The blonde with the disposition of a mule took a breath, shined the light on the next step, and started down the stairs.
Zach's jaw tightened.
The woman was a stubborn, prideful idiot.
He took a step forward. He could stop this nonsense. He was taller than she by at least half a foot. He outweighed her by, what, ninety, one hundred pounds. All he had to do was grab her, carry her back inside and...
And what?
Tie her up? Cuff her to a chair?
No way. He wasn't her keeper and she wasn't his responsibility. He'd had enough of responsibility the last couple of weeks; the truth was, he'd had enough of it for years.
For every action, there was a reaction.
Didn't anybody study physics anymore? Didn't they study history? Didn't they realize you couldn't always rely on others to ride to the rescue?

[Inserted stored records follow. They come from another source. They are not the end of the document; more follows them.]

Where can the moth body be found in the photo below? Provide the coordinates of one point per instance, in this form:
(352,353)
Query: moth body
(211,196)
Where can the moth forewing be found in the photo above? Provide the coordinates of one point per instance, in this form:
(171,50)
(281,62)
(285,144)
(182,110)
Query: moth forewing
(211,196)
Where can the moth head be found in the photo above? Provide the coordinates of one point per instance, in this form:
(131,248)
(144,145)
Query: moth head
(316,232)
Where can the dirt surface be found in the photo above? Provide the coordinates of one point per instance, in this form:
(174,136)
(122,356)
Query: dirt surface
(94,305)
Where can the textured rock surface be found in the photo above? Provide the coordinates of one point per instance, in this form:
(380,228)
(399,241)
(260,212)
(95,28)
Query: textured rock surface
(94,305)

He put his hands on his hips.
She'd reached the bottom of the first flight. He watched her move along the landing...and vanish from sight when she reached the next set of steps.
He could still hear her, though. The high heels that had gone squish, squish, squish on wood were going click, click, click on the concrete.
Man!
High heels. Stiletto heels. For fifty flights of steps?

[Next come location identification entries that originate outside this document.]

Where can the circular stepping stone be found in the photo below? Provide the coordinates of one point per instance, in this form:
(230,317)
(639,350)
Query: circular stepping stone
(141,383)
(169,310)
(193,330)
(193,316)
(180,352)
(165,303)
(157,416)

"At least take off your shoes," he shouted.
No answer. Just those clicks fading away.
He went down a couple of steps. A couple more. The emergency lights were flickering like candles buffeted by a heavy wind.
"c.r.a.p," he muttered.
Like it or not, she was his responsibility. She was here, in his home; he'd managed to scare the life out of her. He couldn't let her break her- He heard a thump. A thin cry.
"f.u.c.k," he snarled, and took off down the steps at a gallop.
She was on the second landing down, sprawled in a small heap, that sad excuse for a flashlight burning a hole in the dark from where it lay in her lap, the ridiculous shoulder bag beside her.
"Honey," he said, squatting down beside her. "What happened? Are you hurt?"
She looked up at him. There were tears in her eyes and on her cheeks.
"I hate the dark. I hate heights. I hate whoever made these ridiculous shoes," she said, making a slashing gesture at the stilettos lying a couple of steps below her like small dead creatures. "And you were wasting your time trying to seduce me because I am absolutely, positively, no-way-in-h.e.l.l ever going to sleep with you! You got that, Mr. Castelianos?"
Zach nodded.
"Got it," he said solemnly.
He picked up her flashlight. Perfect timing, because the emergency lights stopped flickering and simply went out.
Jaimie gave a little sob.
Zach leaned forward and gently thumbed the tears from her cheeks.